Markets Crash across Europe Experts Warn of Stock Market Hysteria
Markets crashed all across Europe Monday, with Germany's DAX losing 7 percent of its value. But analysts advise against panic -- in fact, they say, now might be a good time to pick up some cheap stocks.
Five percent, 6 percent, 7 percent: For the German DAX stock market index, Monday was a day of steep falls. A 1 billion loss at the bank WestLB, combined with the fears of a global recession, helped push the DAX beneath the psychologically important 7,000-point mark.
A bad day at the DAX.
Is the DAX now set to keep falling? No, say experts. "It looks dramatic at the moment, but it is not as bad as it seems," Matthias Jörss, head of equity strategy at the leading private bank Sal. Oppenheim, told SPIEGEL ONLINE. "We have gotten used to rising prices over the years -- especially in Germany. Now we are simply seeing a correction."
There had been signs that a crisis was looming. Every investor knew that the US mortgage crisis was bound to have consequences -- the only question was when. "At the beginning of the year, the market hid all the risks," says Jörss. "It was clear that things were first going to get worse before they got better."
'We Are Seeing an Avalanche'
The trigger for the market crash was the news from WestLB on Monday morning. Over the weekend, the bank had to admit to a billion-euro capital requirement because of misguided investments on the US mortgage market. "At first they gave the impression that they had nothing to do with the cheap loans in the US -- and then suddenly 2 billion were missing," chides Jürgen Kurz of DSW, a German association which represents private investors. "That unsettles the market tremendously. The result is panic selling like today." Other banking stocks fell into the downward spiral. "What we are seeing is an avalanche," says Kurz.
The crucial question for investors is: What comes next? Kurz sums up investors' concerns: "Have all the banks revealed all their losses -- or is there still something lurking?"
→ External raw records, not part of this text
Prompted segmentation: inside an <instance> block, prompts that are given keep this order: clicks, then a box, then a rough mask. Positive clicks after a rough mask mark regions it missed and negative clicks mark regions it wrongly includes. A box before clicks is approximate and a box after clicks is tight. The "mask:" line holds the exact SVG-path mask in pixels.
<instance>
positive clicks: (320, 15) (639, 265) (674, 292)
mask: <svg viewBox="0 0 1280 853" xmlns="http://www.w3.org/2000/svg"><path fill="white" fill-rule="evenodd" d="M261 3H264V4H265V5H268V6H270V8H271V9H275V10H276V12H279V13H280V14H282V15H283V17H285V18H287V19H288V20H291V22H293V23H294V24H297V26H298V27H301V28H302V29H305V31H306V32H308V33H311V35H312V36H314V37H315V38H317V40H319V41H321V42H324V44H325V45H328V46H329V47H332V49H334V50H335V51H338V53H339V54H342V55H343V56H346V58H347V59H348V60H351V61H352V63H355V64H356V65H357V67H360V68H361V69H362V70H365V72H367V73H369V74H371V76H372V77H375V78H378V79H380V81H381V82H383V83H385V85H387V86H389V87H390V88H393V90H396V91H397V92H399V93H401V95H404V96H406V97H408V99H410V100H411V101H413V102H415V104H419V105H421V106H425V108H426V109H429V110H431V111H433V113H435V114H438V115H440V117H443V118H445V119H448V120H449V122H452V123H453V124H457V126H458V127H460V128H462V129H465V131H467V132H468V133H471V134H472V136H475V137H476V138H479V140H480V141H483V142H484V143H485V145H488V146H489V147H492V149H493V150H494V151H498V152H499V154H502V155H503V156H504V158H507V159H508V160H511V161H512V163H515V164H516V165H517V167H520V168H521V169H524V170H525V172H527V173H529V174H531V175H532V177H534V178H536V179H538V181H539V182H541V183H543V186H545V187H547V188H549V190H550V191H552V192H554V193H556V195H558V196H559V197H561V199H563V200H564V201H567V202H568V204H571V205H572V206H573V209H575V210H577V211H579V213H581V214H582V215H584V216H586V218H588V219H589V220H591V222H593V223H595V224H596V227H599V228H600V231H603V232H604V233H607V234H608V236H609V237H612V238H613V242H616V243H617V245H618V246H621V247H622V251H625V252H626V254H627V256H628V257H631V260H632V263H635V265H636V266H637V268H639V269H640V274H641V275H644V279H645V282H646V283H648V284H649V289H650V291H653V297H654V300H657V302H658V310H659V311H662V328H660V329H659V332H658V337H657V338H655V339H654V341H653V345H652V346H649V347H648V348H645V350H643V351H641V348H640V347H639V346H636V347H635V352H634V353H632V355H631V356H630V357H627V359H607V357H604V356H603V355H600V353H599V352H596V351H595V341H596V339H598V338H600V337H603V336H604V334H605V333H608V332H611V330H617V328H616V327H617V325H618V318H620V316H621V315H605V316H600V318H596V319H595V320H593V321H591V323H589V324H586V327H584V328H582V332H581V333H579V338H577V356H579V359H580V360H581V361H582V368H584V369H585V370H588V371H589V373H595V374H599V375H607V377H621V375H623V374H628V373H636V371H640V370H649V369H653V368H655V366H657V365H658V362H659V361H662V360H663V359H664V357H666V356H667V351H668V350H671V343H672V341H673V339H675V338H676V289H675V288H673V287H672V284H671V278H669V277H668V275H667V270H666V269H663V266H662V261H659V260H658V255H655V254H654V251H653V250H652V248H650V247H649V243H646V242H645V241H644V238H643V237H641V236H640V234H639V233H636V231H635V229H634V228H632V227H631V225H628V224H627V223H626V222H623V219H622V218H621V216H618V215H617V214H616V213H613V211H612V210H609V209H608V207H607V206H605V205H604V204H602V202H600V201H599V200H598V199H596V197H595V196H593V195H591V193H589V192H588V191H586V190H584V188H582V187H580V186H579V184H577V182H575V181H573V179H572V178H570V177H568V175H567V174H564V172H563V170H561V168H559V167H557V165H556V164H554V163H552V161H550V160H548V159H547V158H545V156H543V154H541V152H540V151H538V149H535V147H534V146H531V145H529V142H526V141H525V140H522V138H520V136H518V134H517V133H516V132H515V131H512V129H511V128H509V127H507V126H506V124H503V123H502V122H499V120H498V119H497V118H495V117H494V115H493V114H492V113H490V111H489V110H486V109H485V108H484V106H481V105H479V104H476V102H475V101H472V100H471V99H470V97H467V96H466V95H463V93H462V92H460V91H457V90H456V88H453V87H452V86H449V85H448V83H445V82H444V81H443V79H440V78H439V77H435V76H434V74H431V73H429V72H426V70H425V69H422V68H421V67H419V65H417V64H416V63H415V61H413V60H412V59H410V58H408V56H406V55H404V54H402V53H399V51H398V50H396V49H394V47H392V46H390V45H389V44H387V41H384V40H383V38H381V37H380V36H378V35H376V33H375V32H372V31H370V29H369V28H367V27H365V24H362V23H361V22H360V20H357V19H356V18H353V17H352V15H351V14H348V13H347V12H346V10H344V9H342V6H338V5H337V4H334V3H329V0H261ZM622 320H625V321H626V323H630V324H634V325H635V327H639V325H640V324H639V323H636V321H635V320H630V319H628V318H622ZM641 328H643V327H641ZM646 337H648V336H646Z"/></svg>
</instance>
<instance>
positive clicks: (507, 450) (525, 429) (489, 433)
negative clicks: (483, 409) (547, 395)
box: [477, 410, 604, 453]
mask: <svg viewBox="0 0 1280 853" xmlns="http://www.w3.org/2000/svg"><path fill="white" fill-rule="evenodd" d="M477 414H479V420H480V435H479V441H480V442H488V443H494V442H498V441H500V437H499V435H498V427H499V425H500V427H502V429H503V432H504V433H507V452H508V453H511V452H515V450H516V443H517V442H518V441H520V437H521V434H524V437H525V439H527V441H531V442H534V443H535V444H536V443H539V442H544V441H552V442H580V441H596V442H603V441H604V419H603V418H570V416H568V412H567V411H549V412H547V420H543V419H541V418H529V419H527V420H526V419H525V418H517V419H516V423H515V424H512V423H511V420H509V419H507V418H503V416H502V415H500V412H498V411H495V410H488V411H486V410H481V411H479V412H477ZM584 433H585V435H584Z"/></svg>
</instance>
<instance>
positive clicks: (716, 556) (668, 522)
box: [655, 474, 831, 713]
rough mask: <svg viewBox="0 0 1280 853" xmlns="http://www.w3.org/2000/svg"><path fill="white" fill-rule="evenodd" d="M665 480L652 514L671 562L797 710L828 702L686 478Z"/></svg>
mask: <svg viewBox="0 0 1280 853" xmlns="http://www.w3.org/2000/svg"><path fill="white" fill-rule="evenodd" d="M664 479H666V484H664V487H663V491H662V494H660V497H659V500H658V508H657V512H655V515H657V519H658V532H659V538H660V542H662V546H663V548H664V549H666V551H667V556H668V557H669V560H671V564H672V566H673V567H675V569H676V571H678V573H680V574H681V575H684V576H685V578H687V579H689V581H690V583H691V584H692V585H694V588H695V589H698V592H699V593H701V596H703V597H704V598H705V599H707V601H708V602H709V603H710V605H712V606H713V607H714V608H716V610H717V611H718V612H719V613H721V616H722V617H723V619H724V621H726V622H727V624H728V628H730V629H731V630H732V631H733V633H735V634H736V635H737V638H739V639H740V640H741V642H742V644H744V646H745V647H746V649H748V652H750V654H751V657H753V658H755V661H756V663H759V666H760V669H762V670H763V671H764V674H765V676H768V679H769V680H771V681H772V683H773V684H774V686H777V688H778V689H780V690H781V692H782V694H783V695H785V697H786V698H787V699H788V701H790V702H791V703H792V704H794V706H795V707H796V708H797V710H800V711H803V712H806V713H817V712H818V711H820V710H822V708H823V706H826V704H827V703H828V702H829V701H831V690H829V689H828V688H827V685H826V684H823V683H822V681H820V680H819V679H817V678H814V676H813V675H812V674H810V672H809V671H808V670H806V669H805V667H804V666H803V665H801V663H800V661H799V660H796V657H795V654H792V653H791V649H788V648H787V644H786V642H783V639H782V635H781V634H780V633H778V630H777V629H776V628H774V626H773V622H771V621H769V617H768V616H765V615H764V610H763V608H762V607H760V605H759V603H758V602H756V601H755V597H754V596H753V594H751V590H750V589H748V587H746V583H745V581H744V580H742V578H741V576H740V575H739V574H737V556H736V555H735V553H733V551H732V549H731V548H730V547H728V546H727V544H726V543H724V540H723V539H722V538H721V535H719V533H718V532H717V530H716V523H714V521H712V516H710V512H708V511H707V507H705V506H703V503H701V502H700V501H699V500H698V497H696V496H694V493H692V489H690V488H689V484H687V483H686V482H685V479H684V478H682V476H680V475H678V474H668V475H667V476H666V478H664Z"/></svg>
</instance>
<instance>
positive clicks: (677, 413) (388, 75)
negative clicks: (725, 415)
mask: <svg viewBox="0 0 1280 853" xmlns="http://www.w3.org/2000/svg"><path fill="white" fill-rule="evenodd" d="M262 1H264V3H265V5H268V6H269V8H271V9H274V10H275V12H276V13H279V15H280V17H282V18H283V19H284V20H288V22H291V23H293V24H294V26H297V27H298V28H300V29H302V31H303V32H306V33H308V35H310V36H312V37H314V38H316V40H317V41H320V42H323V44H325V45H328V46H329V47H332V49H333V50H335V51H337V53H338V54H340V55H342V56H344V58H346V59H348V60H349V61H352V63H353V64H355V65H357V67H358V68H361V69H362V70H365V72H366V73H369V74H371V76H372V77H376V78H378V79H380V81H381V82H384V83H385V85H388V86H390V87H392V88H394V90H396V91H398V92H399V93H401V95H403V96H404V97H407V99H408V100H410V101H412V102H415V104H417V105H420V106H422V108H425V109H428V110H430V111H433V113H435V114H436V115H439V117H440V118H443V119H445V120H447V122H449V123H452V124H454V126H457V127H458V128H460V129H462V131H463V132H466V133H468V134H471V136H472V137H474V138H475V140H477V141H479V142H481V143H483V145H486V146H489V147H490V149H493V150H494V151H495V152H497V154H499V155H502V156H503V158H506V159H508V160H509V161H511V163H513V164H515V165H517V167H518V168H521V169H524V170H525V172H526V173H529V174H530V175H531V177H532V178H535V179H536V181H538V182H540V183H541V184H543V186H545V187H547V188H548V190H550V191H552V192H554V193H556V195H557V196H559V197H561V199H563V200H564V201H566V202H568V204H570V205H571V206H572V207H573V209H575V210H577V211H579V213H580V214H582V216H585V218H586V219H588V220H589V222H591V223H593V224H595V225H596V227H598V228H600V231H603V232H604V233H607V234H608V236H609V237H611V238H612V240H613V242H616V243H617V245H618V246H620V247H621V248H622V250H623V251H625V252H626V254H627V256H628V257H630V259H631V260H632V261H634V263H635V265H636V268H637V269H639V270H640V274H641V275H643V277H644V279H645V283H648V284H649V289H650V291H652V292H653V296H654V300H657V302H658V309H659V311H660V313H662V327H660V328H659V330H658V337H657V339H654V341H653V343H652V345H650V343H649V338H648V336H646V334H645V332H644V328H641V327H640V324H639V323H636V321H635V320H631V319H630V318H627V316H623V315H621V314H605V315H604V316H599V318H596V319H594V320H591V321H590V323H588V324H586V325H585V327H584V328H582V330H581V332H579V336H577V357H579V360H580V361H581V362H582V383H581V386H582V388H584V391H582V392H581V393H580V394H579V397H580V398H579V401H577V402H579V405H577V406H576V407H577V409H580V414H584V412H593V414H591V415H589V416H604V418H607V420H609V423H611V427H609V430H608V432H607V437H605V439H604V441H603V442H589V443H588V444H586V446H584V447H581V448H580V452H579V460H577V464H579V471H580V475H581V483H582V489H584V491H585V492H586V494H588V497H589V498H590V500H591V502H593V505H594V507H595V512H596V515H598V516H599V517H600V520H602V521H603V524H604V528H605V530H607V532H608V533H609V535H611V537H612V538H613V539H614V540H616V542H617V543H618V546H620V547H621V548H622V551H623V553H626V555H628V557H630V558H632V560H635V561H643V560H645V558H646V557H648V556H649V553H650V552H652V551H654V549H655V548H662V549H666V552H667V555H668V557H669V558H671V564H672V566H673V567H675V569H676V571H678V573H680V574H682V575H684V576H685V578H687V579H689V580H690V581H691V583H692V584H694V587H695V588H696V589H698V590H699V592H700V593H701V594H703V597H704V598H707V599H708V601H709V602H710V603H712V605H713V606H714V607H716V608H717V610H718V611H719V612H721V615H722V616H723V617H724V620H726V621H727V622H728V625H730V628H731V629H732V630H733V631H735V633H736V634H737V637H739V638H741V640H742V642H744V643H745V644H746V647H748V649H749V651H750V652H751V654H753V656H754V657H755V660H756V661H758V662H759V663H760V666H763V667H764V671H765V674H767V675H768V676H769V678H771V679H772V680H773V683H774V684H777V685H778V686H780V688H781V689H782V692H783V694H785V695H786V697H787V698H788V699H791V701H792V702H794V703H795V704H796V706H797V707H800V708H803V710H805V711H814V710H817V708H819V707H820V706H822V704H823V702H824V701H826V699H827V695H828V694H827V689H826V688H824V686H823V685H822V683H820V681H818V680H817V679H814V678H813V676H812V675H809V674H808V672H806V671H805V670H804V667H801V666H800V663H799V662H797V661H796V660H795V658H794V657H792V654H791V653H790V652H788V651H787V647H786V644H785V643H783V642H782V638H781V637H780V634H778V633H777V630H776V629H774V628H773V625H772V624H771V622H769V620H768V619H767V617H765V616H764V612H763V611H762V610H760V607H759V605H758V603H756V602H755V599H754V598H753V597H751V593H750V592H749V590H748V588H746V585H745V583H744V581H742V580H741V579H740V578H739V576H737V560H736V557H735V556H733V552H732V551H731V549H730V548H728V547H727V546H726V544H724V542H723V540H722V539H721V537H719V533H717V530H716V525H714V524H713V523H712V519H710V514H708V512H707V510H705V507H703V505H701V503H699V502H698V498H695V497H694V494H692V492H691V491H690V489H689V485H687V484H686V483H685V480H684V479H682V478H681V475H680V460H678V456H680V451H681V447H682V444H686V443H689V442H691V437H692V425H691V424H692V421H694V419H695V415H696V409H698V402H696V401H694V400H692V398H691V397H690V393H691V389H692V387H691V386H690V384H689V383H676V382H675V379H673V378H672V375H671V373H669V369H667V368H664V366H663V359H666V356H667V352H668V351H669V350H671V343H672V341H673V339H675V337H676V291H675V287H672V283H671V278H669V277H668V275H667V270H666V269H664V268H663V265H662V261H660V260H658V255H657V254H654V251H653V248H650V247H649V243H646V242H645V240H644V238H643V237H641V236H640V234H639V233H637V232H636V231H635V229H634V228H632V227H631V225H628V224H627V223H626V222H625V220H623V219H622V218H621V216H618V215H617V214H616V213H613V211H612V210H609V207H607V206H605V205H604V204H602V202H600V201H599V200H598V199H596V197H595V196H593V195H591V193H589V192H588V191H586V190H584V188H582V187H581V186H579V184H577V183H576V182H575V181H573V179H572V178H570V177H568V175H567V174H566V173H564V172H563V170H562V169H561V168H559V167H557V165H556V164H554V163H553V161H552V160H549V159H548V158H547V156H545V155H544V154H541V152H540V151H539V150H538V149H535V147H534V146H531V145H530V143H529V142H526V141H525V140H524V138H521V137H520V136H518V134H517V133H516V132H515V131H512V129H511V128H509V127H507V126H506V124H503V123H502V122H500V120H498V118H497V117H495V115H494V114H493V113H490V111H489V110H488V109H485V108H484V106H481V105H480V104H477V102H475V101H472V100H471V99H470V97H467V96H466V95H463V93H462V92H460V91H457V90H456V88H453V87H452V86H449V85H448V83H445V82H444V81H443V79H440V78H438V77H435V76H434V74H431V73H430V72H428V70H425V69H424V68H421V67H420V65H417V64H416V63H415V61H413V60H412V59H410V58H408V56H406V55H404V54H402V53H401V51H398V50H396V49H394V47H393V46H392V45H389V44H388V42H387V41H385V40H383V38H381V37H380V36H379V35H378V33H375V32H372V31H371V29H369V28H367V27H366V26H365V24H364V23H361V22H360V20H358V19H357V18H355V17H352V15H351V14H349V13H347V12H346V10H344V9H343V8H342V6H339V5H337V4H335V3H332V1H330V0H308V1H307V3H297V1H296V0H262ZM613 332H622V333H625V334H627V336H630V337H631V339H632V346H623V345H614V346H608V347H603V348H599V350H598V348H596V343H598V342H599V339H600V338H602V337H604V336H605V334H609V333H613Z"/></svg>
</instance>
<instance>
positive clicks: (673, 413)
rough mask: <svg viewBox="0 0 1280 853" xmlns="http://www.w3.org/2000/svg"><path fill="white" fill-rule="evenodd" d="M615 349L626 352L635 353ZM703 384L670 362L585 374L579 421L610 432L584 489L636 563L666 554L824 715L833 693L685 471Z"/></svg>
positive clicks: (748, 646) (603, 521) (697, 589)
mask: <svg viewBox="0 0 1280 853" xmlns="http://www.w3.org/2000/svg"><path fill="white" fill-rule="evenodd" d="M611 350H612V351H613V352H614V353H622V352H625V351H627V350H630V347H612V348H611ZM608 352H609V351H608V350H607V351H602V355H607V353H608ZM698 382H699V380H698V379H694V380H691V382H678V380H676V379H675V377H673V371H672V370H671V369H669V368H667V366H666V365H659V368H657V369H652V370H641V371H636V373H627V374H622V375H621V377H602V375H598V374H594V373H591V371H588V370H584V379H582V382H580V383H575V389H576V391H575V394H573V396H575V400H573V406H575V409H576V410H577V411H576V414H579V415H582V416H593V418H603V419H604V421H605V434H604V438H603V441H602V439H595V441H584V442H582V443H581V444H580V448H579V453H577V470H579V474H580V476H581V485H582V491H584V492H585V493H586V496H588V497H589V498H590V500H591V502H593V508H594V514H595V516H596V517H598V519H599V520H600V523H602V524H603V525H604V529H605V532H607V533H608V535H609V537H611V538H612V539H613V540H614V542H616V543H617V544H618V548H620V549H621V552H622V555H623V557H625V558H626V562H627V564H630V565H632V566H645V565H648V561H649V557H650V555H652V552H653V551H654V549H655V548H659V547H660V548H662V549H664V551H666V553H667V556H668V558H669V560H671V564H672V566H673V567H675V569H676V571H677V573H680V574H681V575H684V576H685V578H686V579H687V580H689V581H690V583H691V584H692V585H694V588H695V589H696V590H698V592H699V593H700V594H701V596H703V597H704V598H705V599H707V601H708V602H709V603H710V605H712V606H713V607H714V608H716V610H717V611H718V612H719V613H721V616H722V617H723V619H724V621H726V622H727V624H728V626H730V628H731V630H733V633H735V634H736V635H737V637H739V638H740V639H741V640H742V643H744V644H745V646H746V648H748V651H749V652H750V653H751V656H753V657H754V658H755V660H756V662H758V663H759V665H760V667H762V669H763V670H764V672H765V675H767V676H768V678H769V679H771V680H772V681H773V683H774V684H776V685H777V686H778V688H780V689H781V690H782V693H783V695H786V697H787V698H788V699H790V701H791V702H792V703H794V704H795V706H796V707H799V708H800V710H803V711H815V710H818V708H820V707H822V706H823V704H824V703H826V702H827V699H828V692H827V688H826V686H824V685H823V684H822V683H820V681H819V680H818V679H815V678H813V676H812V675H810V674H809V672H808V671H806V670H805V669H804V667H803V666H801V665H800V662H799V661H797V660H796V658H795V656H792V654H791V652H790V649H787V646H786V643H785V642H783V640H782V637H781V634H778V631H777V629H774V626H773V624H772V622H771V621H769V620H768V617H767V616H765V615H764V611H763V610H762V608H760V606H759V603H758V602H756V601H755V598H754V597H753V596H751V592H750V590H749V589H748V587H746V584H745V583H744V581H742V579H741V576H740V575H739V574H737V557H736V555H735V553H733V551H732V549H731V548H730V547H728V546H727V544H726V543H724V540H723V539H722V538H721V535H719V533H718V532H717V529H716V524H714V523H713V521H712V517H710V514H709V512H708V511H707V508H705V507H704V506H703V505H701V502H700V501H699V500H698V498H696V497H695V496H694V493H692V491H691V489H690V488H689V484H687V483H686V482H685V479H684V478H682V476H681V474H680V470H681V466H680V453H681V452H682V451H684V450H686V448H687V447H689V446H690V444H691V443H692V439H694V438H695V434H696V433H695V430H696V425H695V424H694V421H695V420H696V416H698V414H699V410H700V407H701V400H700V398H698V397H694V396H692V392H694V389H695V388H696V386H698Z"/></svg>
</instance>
Nevertheless, Kurz himself appears optimistic. "The situation in the real economy is OK. In addition, there is enough liquidity available, including from, among other sources, sovereign wealth funds." This money is looking for places to invest -- and almost automatically flows into the stock market because of low interest rates.
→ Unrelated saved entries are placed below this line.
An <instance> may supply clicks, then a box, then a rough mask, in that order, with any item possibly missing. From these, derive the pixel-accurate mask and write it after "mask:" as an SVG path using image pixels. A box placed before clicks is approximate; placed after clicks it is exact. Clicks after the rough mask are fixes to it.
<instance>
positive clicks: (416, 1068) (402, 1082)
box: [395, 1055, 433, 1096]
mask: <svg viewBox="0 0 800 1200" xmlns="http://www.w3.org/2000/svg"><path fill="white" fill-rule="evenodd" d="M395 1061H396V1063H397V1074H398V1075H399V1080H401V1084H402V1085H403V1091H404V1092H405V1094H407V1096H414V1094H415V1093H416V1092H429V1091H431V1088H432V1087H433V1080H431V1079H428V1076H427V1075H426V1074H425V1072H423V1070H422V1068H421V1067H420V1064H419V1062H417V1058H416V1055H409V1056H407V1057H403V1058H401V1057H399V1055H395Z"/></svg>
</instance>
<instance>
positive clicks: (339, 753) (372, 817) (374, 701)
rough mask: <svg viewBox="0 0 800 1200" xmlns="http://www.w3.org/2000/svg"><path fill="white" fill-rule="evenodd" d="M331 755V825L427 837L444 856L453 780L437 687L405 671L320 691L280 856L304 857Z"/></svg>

The DSW therefore advises calm. Private investors could even take advantage of the current stock market trough to slowly start buying shares again. "If you're looking at a time horizon of five to six years, you can't go too far wrong with a solid company," says Kurz. "Weak phases are perfectly suited for investing." Only investors who are absolute pessimists should hold off. "But then you basically shouldn't be buying shares," Kurz says.
Kurz considers banks in particular to be "solid companies" whose share prices will rise again. "Banks will still be around in 30 or 40 years. The existing system cannot get by without them." Of course, banks have a tendency to take high risks, he says. "But the business model in itself works. As soon as the risks are out, the institutions will once again make high profits."
Nevertheless, there are certain lessons which should be learned from the current crisis, says the DSW. "We need more transparency and greater responsibility from boards," says Kurz. In addition, he says, risk management must be improved. "It's not acceptable that a bank can take enormous off-balance-sheet risks within the framework of some kind of special purpose entity. These kinds of bodies should not be allowed to exist." The financial authorities should now introduce a strict regulatory framework, he says.